# Rachmaninov all night vigil ''vespers'' op 37



## deprofundis

This is my first introduction in the world of religious music ,if i skip some Penderecki and Part(i am the true vine).Its quite relaxing,, the cd is an apex budget cd, featuring Maureen Forrester , Gene Tucker
and the choral arts society of washington.

Maybe i have a hard time enjoying the works since im angry and broke these days and i dont wanna hear allelouia or amen, since thing are not working for me this month, but hey this dosen shatter its awesomeness.


:tiphat:


----------



## Triplets

You should try to hear a version sung by a Russian choir. Those Slavic basses can go quite deep.
I hope your luck turns around soon. Don't let the ******** get you down:tiphat:


----------



## Cosmos

I'm not religious: this work is out-of-this-world great
Put aside an hour to be alone and just follow through with it, it's worth the time


----------



## Vaneyes

The Rodriguez piano volumes have resulted in epiphany for some.


----------



## Skilmarilion

A capella choral music is generally not my thing.

The exception is this work by Rachmaninov. Beautiful stuff.


----------



## Fox

*Rachmaninov: All-Night Vigil Op. 37* ~ *Latvian Radio Choir & Sigvards Klava*










*Rachmaninov Vespers and Complete All-Night Vigil* ~ *Estonian Philharmonic Chamber Choir & Paul Hillier*​
These two are among my favourites... :tiphat:

Enjoy,

Fox


----------



## clara s

beautiful chants

complex harmonies and exquisite sound

I do not know if anybody here had the unique chance to enjoy one such liturgy
in a remote monastery, in the countryside, among huge trees,
at the specific time, when the sun is lost in the horizon, the night spreads its veils on earth,
and the scents of music mix with the perfumes of nature.


It is then, that the Great Doxology of Rachmaninoff is not just a pleasure in the ears,
but a true release of the spirit, which meets with the beauty of the sounds.

And then you forget all your angers deprofundis


----------



## hpowders

clara s said:


> beautiful chants
> 
> complex harmonies and exquisite sound
> 
> I do not know if anybody here had the unique chance to enjoy one such liturgy
> in a remote monastery, in the countryside, among huge trees,
> at the specific time, when the sun is lost in the horizon, the night spreads its veils on earth,
> and the scents of music mix with the perfumes of nature.
> 
> It is then, that the Great Doxology of Rachmaninoff is not just a pleasure in the ears,
> but a true release of the spirit, which meets with the beauty of the sounds.
> 
> And *then you forget all your angers* deprofundis


Sounds like it should be played continuously on TC!


----------



## Fox

clara s said:


> beautiful chants
> 
> complex harmonies and exquisite sound
> 
> I do not know if anybody here had the unique chance to enjoy one such liturgy
> in a remote monastery, in the countryside, among huge trees,
> at the specific time, when the sun is lost in the horizon, the night spreads its veils on earth,
> and the scents of music mix with the perfumes of nature.
> 
> It is then, that the Great Doxology of Rachmaninoff is not just a pleasure in the ears,
> but a true release of the spirit, which meets with the beauty of the sounds.
> 
> And then you forget all your angers deprofundis


I haven't had that exact experience but I have had what I would consider an equally good experience. Some friends and I had gone to the Scottish Highlands to visit a friend who stays up in that neck of the woods. However we had left it a bit late and I did not want to continue driving at night given the the poor road safety record in the area and the fact the person who was driving was the only who could drive and had been driving all day.
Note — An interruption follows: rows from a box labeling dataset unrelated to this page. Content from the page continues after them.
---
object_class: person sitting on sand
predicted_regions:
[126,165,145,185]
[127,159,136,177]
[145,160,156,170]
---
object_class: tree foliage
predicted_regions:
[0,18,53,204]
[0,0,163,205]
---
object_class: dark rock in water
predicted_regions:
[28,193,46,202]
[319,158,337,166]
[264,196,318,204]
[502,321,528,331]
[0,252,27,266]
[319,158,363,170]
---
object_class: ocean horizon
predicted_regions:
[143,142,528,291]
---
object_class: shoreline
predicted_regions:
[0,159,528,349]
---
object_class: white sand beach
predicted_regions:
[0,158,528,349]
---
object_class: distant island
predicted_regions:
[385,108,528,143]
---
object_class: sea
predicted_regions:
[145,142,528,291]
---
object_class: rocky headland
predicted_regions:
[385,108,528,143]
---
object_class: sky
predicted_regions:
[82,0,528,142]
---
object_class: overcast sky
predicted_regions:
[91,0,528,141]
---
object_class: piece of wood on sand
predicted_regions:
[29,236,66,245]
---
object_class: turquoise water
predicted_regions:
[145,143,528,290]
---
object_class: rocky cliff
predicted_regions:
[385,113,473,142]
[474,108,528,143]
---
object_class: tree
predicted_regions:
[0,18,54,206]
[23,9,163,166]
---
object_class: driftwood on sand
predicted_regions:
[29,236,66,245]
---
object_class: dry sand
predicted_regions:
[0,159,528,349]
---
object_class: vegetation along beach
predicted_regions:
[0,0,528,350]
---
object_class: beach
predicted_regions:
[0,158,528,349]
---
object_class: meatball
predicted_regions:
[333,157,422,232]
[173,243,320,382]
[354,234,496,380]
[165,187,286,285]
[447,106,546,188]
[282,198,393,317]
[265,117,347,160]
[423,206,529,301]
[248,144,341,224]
Thus we stopped at what I would call a hamlet. My friends set off to find people to ask about beds for the night as normal I stayed behind. It was raining quite hard at this point and an elderly man was struggling to light his cigarette in the wind. Despite never having smoked I always carry a vintage lighter.
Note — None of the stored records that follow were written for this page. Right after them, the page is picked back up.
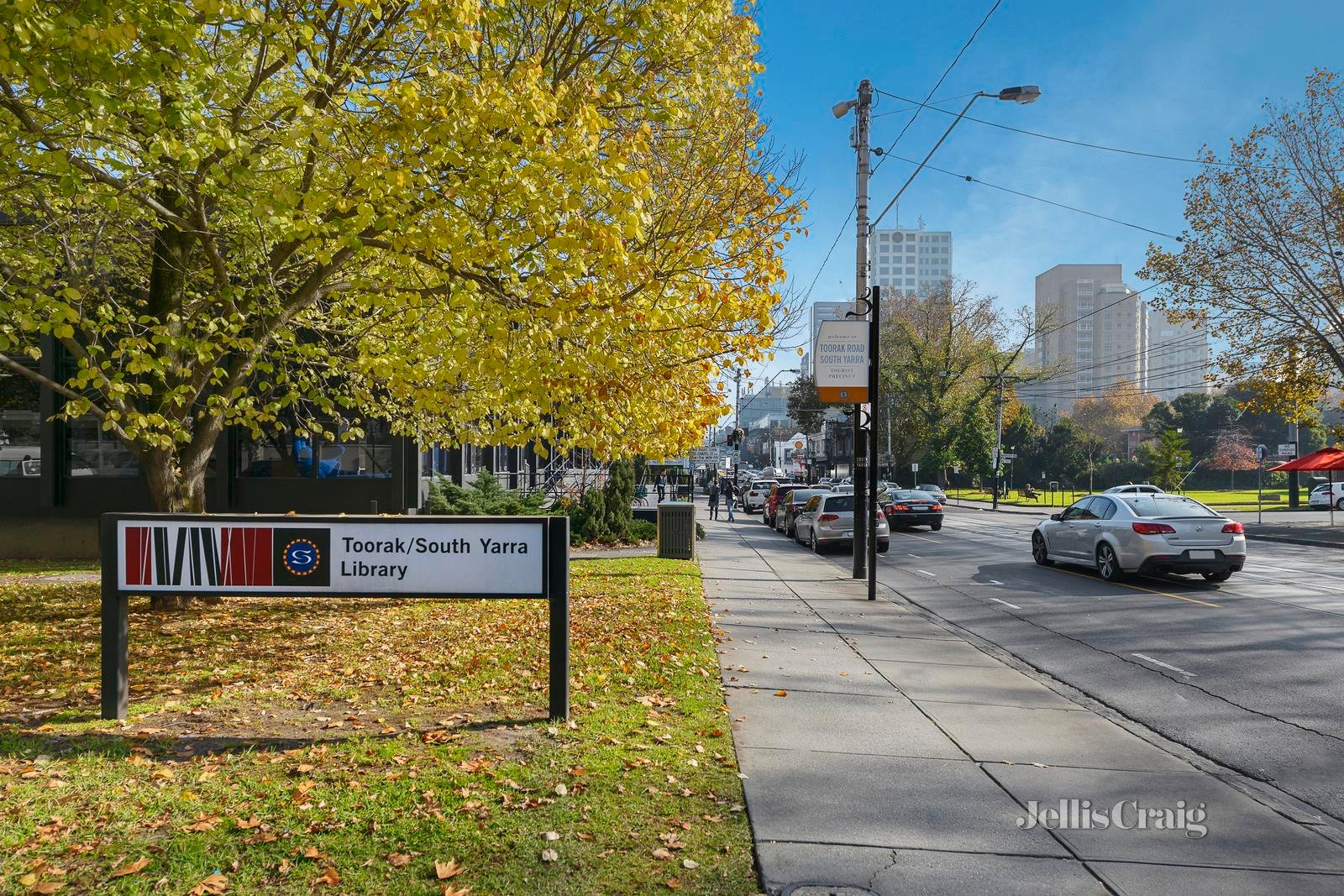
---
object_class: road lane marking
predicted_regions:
[1129,652,1199,679]
[1053,567,1223,610]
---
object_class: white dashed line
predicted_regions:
[1129,652,1198,679]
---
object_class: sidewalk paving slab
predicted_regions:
[738,741,1068,856]
[727,688,966,759]
[761,844,1102,896]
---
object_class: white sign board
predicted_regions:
[813,321,869,388]
[117,516,546,598]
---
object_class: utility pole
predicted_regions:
[852,78,874,579]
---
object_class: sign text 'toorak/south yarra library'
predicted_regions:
[117,517,546,596]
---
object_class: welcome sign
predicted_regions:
[117,517,546,598]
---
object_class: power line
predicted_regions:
[885,152,1185,242]
[874,87,1340,173]
[872,0,1003,175]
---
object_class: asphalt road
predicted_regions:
[738,509,1344,820]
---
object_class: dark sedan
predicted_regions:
[883,490,942,532]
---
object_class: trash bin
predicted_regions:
[659,501,695,560]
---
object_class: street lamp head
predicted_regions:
[996,85,1040,106]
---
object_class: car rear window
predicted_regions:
[1124,495,1218,517]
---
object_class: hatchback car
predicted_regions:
[742,479,778,513]
[1031,493,1246,582]
[916,482,948,504]
[1306,482,1344,511]
[793,491,891,553]
[761,482,808,529]
[883,489,942,532]
[774,486,831,538]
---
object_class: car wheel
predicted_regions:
[1031,532,1055,567]
[1097,542,1122,582]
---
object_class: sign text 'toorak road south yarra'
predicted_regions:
[117,517,544,596]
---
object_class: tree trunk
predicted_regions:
[141,451,220,611]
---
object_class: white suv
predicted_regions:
[742,479,778,513]
[1306,482,1344,511]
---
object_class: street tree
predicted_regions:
[0,0,798,511]
[1140,70,1344,418]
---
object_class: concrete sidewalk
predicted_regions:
[701,515,1344,896]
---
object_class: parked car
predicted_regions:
[1102,482,1163,495]
[883,489,942,532]
[742,479,778,513]
[1031,493,1246,582]
[1306,482,1344,511]
[793,491,891,553]
[761,482,808,528]
[774,488,831,538]
[916,482,948,504]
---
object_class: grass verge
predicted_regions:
[0,558,757,894]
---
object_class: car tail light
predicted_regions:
[1133,522,1176,535]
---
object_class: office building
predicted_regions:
[869,227,952,296]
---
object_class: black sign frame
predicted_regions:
[98,513,570,720]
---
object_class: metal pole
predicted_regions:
[856,286,891,600]
[98,513,130,719]
[992,374,1004,511]
[546,516,567,720]
[853,78,872,579]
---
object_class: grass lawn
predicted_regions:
[0,558,758,894]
Having offered him a light we made small talk until my friends returned defeated. Then this man offered us the use of his out building outside the little hamlet. As it was the best we could do we gladly accepted as we couldn't all sleep in the Mini. We arrive at the stone building things get done there are no actual beds so the girls sleep in the car and my friend and I agree to sleep in the out building. The old man didn't actually keep animals they were long gone by now.
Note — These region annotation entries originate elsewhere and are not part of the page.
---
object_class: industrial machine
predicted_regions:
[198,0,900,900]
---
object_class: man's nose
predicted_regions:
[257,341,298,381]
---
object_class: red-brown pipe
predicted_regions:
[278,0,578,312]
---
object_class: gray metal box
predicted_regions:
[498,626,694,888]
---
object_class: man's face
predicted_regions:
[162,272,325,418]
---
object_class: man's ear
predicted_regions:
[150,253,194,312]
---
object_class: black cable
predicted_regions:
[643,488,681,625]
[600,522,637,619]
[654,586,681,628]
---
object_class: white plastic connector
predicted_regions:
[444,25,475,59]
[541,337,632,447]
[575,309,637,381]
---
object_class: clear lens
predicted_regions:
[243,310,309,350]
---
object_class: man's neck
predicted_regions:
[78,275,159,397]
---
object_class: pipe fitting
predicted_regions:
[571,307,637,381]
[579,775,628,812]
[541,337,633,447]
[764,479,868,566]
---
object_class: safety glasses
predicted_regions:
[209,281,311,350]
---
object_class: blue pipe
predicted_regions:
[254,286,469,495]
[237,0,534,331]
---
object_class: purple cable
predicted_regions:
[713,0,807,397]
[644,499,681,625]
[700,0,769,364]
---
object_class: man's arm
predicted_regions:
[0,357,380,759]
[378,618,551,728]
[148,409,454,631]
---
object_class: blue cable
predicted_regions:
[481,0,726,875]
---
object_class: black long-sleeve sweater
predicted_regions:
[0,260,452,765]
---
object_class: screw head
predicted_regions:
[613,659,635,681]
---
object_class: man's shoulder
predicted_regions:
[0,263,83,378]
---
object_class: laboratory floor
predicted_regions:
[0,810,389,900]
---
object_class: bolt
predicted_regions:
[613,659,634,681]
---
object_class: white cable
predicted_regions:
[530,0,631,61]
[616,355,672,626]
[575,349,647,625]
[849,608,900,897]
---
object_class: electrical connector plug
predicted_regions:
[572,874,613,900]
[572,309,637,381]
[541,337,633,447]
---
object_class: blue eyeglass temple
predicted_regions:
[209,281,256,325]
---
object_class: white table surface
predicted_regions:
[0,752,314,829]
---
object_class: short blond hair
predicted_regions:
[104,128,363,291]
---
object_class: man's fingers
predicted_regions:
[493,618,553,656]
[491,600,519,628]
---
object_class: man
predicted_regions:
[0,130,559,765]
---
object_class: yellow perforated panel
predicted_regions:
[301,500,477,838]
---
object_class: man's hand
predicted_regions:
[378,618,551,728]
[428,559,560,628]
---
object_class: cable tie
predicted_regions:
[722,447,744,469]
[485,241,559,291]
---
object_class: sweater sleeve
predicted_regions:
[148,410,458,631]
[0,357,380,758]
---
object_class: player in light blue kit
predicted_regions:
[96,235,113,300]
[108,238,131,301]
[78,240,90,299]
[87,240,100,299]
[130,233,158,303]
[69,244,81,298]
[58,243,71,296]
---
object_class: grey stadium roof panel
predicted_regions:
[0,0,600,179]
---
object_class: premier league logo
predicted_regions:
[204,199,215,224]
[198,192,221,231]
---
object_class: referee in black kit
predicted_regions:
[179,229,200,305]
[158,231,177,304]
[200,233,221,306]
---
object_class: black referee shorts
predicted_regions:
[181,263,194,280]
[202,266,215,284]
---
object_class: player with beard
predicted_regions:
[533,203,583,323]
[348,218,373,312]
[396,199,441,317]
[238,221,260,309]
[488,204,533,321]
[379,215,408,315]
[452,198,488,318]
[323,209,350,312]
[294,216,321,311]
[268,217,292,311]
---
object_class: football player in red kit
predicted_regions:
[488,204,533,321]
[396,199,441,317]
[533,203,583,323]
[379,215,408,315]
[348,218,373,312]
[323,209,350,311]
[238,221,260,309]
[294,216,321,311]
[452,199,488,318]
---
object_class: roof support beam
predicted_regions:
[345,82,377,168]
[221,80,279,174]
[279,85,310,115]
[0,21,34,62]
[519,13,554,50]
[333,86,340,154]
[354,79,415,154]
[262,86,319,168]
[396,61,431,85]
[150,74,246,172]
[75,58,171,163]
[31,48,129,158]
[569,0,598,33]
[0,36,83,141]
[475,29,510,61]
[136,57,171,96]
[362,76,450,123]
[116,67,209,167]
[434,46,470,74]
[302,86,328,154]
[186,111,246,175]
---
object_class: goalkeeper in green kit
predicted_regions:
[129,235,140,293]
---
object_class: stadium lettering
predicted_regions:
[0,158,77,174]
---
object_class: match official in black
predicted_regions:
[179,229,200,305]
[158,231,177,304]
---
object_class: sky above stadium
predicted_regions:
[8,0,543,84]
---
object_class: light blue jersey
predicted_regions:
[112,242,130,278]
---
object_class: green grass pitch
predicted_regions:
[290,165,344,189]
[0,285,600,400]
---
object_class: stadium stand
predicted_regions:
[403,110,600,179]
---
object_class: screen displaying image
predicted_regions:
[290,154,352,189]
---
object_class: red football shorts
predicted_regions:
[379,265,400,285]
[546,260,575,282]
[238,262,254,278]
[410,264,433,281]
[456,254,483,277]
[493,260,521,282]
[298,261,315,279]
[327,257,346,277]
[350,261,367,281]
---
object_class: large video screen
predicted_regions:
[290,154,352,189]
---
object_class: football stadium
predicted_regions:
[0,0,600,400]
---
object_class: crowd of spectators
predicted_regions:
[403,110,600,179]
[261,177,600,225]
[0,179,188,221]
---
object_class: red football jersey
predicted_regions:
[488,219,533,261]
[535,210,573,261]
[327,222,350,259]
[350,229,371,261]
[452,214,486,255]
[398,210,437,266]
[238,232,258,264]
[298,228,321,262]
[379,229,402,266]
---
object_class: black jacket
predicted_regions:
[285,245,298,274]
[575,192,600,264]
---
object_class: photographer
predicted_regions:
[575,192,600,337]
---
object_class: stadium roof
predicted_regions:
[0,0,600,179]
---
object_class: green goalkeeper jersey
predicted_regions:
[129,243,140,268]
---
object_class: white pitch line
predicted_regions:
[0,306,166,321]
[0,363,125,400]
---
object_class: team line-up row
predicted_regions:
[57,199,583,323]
My friends all head off into the barn with the little camping stove while I sit down by this tree I don't know what kind of tree it was but it was old and smelled great. At this point the sun begins to set and I put my earbuds in and turn on my iPod Rachmaninov Vespers please.

Now I do not drink alcohol often and when I drink I do not drink a lot. On trips however I bring my own as I refuse to drink the swill my friends a partial to. I have a small hip flask in my coat pocket containing (nothing fancy in case it gets pinched) Glenfiddich 15 yo. .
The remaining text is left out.